Struggles Brings Connection

People come in and out of our lives. That’s just they way it is. My grandfather use to say, “Three friends is too much. Two friends are possible. One friend is all you need.”

Over the past six or seven years of teaching, I’ve seen students come in and out of my classroom or stop by my office to let me know what’s new with them. I love the connection and interaction. What makes me feel good about my students stopping by, to me, is the relationship. That relationship is built by trust, guidance, and a little bit of accommodation. Nevertheless, a student comes by because of the “connection.”

One time, early on in my career, there was a student who came into my classroom. I was teaching a full load of classes back in those days (a full load is considered five classes). The student seemed to be aggravated. Of course, wanting to know what was up, I asked him if everything was okay. What seemed to be what I thought could have been minor, immediately captured my attention. It was not minor at all. The student was telling me that he felt out of place, and did not feel comfortable being around other students. As he continued with his explanation, he expressed that he was having family problems. After he had told me what was going on at home, I did everything I could to hold my emotions in, and not show any discomfort or anger.

You as the reader can come up with the scenario…

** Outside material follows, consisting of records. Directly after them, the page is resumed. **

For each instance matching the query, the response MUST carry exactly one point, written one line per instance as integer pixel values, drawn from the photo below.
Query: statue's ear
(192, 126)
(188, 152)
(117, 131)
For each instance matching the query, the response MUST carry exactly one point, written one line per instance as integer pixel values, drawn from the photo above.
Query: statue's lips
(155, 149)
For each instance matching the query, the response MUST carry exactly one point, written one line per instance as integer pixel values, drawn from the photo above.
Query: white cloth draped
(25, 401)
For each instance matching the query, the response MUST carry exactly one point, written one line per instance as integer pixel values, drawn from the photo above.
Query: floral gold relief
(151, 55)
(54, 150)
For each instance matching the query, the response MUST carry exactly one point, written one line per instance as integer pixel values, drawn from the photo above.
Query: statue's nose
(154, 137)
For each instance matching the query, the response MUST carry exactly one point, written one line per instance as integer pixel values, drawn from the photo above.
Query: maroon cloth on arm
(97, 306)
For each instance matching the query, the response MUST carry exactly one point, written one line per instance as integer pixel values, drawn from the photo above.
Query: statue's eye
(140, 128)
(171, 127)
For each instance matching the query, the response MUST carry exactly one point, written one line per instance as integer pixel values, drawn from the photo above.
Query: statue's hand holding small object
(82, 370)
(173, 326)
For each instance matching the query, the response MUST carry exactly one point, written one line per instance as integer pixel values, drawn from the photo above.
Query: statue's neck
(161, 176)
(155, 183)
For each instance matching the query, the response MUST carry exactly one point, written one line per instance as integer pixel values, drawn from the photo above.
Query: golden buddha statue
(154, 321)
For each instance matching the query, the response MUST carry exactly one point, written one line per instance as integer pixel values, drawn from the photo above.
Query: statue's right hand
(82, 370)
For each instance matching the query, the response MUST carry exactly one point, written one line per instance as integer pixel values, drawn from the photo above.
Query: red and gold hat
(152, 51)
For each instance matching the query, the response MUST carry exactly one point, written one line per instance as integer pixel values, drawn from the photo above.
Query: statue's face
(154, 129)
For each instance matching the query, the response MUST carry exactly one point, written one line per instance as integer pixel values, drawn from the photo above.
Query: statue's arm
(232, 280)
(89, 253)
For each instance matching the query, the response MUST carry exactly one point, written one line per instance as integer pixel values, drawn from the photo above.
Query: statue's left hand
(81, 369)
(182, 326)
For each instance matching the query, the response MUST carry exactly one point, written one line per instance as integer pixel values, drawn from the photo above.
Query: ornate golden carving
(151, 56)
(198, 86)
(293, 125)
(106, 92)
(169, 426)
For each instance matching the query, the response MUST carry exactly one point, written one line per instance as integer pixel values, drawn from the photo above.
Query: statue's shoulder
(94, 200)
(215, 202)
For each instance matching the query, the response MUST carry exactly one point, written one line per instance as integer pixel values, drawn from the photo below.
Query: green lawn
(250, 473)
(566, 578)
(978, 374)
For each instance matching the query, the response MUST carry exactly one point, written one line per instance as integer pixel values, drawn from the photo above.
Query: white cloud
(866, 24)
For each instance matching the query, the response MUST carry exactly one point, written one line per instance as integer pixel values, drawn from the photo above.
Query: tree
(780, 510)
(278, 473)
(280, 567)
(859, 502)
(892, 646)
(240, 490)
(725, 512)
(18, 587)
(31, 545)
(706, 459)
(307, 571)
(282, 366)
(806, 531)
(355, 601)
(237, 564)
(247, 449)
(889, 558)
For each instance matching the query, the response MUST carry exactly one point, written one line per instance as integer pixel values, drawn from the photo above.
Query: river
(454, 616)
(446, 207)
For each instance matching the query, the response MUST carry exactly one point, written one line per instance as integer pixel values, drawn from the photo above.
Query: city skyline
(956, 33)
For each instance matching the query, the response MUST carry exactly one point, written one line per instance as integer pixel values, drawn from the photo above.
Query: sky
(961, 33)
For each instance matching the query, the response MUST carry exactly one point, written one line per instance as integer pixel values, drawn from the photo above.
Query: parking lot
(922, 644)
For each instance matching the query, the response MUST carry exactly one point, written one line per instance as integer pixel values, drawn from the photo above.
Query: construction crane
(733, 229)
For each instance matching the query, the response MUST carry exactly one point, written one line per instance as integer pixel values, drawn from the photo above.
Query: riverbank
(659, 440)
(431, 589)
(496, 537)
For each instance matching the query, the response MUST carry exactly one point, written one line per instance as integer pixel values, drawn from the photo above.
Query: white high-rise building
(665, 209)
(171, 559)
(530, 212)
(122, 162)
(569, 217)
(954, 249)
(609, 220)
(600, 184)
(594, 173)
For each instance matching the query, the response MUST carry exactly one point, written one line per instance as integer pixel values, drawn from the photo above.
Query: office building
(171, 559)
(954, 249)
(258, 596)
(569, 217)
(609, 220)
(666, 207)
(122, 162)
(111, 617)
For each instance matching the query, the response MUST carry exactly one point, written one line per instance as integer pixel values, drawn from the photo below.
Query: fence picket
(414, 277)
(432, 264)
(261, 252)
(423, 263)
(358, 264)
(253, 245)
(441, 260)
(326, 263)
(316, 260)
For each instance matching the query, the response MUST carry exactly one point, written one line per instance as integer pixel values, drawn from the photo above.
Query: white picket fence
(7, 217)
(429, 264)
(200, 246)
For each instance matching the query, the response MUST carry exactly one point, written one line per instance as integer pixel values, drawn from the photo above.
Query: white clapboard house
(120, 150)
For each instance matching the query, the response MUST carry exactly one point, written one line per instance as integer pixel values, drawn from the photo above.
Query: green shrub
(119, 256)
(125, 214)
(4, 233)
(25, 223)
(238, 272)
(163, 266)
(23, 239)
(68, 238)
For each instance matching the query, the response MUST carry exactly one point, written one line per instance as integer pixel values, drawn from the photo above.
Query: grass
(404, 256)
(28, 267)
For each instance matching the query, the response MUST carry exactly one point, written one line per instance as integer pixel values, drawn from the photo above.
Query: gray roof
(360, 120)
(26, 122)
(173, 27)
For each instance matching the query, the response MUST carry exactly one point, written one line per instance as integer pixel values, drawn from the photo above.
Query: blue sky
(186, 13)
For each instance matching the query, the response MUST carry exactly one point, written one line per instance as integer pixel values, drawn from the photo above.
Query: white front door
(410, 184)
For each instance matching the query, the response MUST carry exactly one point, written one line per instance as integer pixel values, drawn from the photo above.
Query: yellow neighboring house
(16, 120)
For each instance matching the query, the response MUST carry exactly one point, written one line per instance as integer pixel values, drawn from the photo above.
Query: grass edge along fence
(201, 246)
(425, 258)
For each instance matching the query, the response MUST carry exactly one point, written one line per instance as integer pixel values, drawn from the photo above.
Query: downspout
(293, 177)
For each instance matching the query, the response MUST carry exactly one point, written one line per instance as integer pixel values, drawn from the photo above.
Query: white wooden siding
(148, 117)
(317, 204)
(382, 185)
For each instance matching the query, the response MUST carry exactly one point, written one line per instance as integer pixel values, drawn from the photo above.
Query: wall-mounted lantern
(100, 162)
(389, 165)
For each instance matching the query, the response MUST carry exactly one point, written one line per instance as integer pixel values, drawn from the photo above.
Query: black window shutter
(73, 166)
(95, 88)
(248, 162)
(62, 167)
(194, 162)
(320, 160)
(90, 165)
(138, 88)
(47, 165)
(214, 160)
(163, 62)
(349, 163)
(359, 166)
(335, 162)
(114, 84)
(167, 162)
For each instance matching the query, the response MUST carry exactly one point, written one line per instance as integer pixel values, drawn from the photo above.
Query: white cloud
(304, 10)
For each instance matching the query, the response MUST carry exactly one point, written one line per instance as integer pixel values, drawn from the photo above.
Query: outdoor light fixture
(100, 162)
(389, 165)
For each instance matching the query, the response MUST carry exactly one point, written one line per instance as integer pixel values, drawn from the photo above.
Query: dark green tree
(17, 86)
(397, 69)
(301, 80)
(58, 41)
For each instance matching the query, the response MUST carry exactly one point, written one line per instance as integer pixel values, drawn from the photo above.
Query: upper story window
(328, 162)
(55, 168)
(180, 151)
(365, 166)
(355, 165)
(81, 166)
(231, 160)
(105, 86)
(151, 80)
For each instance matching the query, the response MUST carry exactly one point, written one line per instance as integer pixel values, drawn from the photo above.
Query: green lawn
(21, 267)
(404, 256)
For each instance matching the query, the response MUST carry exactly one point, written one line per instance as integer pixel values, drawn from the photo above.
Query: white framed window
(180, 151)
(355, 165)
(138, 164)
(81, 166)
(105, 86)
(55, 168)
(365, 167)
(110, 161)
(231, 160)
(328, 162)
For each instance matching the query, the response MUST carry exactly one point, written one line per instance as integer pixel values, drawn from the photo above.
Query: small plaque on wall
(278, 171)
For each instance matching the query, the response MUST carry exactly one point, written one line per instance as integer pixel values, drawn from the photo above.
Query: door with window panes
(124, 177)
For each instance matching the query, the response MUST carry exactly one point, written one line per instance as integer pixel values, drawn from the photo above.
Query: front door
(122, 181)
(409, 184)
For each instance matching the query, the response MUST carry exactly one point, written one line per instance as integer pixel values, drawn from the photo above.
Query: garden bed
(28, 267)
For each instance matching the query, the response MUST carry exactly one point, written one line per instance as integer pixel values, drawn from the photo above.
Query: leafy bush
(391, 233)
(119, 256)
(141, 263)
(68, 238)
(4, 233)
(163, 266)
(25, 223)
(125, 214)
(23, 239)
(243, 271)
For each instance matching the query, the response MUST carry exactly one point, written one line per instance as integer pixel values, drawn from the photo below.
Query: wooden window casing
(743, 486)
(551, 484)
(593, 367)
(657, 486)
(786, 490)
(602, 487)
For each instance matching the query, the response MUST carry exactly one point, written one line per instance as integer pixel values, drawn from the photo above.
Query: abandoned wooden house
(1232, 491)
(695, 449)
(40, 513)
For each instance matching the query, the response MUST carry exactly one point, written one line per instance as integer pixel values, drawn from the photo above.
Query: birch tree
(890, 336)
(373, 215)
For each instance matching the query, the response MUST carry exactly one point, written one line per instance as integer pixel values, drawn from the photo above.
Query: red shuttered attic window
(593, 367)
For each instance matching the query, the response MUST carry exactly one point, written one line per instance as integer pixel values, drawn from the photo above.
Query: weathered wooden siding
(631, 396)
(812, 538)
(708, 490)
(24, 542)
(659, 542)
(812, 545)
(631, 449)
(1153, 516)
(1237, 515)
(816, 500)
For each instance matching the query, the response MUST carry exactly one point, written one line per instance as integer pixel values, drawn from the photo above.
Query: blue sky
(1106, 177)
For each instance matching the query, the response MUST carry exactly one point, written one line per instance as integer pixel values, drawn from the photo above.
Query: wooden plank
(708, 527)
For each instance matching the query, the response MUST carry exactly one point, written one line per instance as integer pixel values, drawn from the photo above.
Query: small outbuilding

After talking with the student, I assured him that I would be there to help him in any way that would bring him peace. After he left my classroom, I immediately went to my administrator, and informed her of the situation. Needless to say, I was upset and emotional. A phone call was made, files were signed, and the student was out of the house for a period of time. Days felt like weeks, and weeks felt like months. All I could see in his eyes was sadness and pain. After the dust had settled, I was walking around the courtyard and saw the student. Small talk grew into a lengthy conversation. I don’t remember everything he said, except that he had mentioned that he felt better about opening up and talking about his struggles. He had also told me that he trusted a couple of his classmates, by opening up and letting them know what was going on with him. And now, five years later, him and those students who he confided in are still best friends.  I told the student that the struggles we go through, will ultimately define us and make us unique. We just need to know that our struggles are temporary.

That student is now in his second year at UC Santa Cruz studying psychology, with the hopes of becoming a licensed therapist in family counseling.


The struggles we go through are not easy. But if we accept them and know that there will be better days ahead, we will find peace in time. We just have to trust in ourselves, and learn to speak up. There’s always someone there to listen to you. We all listen because of a connection. We all listen because of a relationship.